Carnegie Mellon researchers develop method to help computer vision systems decipher outdoor scenes

PITTSBURGH — Computer vision systems can struggle to make sense of a single image, but a new method devised by computer scientists at Carnegie Mellon University enables computers to gain a deeper understanding of an image by reasoning about the physical constraints of the scene.

In much the same way that a child might use a set of toy building blocks to assemble something that looks like a building depicted on the cover of the toy set, the computer would analyze an outdoor scene by using virtual blocks to build a three-dimensional approximation of the image that makes sense based on volume and mass.

“When people look at a photo, they understand that the scene is geometrically constrained,” said Abhinav Gupta, a post-doctoral fellow in CMU’s Robotics Institute. “We know that buildings aren’t infinitely thin, that most towers do not lean, and that heavy objects require support. It might not be possible to know the three-dimensional size and shape of all the objects in the photo, but we can narrow the possibilities. In the same way, if a computer can replicate an image, block by block, it can better understand the scene.”

This novel approach to automated scene analysis could eventually be used to understand not only the objects in a scene, but the spaces in between them and what might lie behind areas obscured by objects in the foreground, said Alexei A. Efros, associate professor of robotics and computer science at CMU. That level of detail would be important, for instance, if a robot needed to plan a route where it might walk, he noted.

Gupta presented the research, which he conducted with Efros and Robotics Professor Martial Hebert, at the European Conference on Computer Vision, Sept. 5-11 in Crete, Greece.

Understanding outdoor scenes remains one of the great challenges of artificial intelligence. One approach has been to identify features of a scene, such as buildings, roads and cars, but this provides no understanding of the geometry of the scene, such as the location of walkable surfaces.
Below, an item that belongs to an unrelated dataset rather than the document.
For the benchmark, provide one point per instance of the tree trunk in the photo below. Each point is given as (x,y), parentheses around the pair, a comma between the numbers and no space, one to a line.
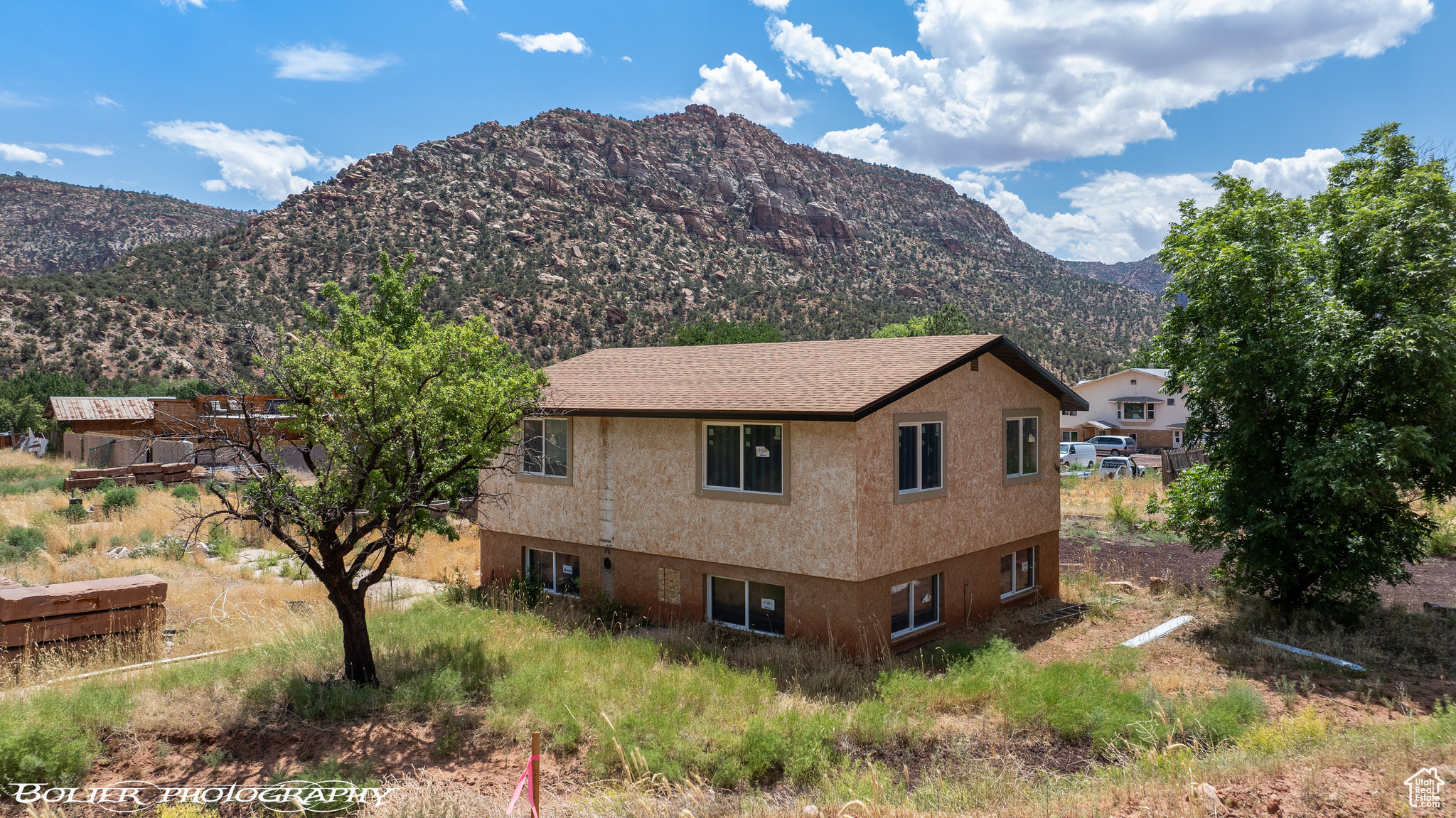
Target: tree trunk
(358,655)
Another approach, which Hebert and Efros pioneered with former student Derek Hoiem, now of the University of Illinois, Urbana-Champaign, has been to map the planar surfaces of an image to create a rough 3-D depiction of an image, similar to a pop-up book. But that approach can lead to depictions that are highly unlikely and sometimes physically impossible.
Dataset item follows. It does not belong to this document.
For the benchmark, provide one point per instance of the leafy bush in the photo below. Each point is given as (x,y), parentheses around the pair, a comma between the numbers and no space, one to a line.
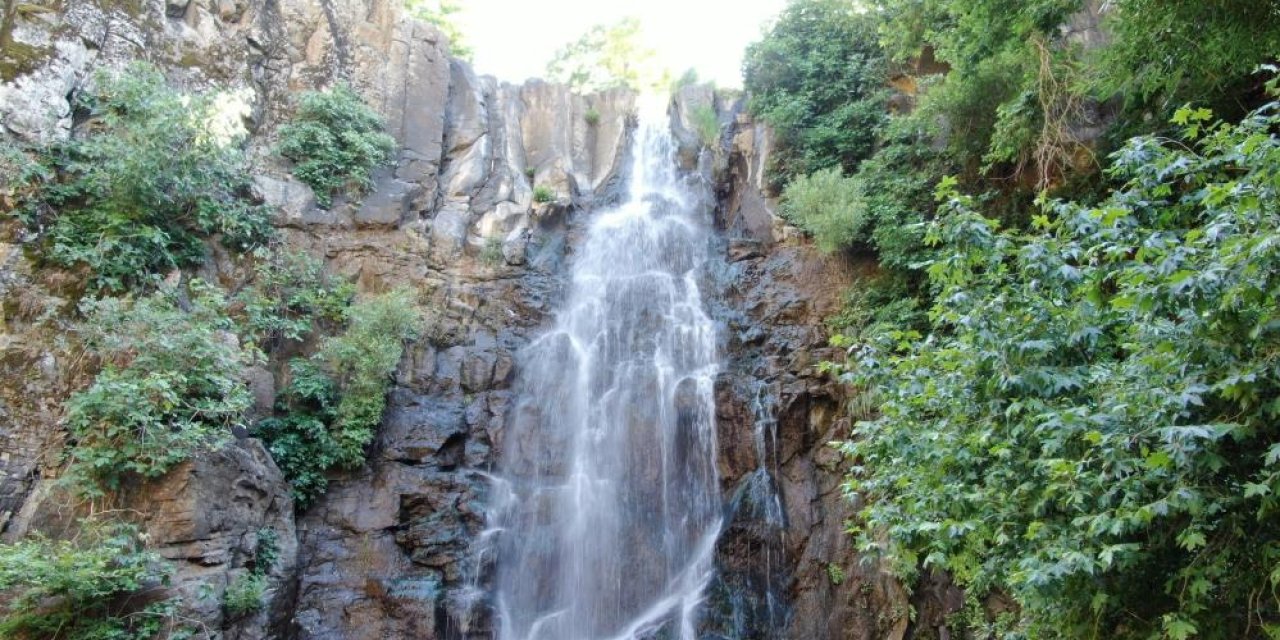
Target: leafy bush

In the new method devised by Gupta, Efros and Hebert, the image is first broken into various segments corresponding to objects in the image. Once the ground and sky are identified, other segments are assigned potential geometric shapes. The shapes also are categorized as light or heavy, depending on appearance; a surface that appears to be a brick wall, for instance, would be classified as heavy.

The computer then attempts to reconstruct the image using the virtual blocks. If a heavy block appears unsupported, the computer must substitute an appropriately shaped block, or make assumptions that the original block was obscured in the original image.

Gupta said because this qualitative volumetric approach to scene understanding is so new, no established datasets or evaluation methodologies exist for it. He said in estimating the layout of surfaces, other than sky and ground, the method is better than 70 percent accurate, and its performance is almost as good when comparing its segmentation to ground truth. Overall, Gupta assesses the analysis as very good for 30 to 40 percent of the images and adequate for another 20 to 30 percent.

This work was supported by the National Science Foundation and a Guggenheim Fellowship to Efros. The Robotics Institute is part of Carnegie Mellon’s School of Computer Science. Follow the school on Twitter @SCSatCMU.

About Carnegie Mellon University: Carnegie Mellon ( is a private, internationally ranked research university with programs in areas ranging from science, technology and business, to public policy, the humanities and the arts. More than 11,000 students in the university’s seven schools and colleges benefit from a small student-to-faculty ratio and an education characterized by its focus on creating and implementing solutions for real problems, interdisciplinary collaboration and innovation. A global university, Carnegie Mellon’s main campus in the United States is in Pittsburgh, Pa. It has campuses in California’s Silicon Valley and Qatar, and programs in Asia, Australia, Europe and Mexico. The university is in the midst of a $1 billion fundraising campaign, titled “Inspire Innovation: The Campaign for Carnegie Mellon University,” which aims to build its endowment, support faculty, students and innovative research, and enhance the physical campus with equipment and facility improvements.


  1. Hi,
    extensively post about Computer Vision.
    Doing my research I find one amazing free to download book about Computer Vision.
    Hope you will be interested because it is really amazing,trust me. :)
    This book presents research trends on computer vision, especially on application of robotics, and on advanced approaches for computer vision (such as omnidirectional vision).
    The contents of this book allow the reader to know more technical aspects and applications of computer vision.
    The intended audience is anyone who wishes to become familiar with the latest research work on computer vision, especially its applications on robots.
    This book features representative work on the computer vision, and it puts more focus on robotics vision and omnidirectional vision.
    This is the link where you can find it:


Please enter your comment!
Please enter your name here

This site uses Akismet to reduce spam. Learn how your comment data is processed.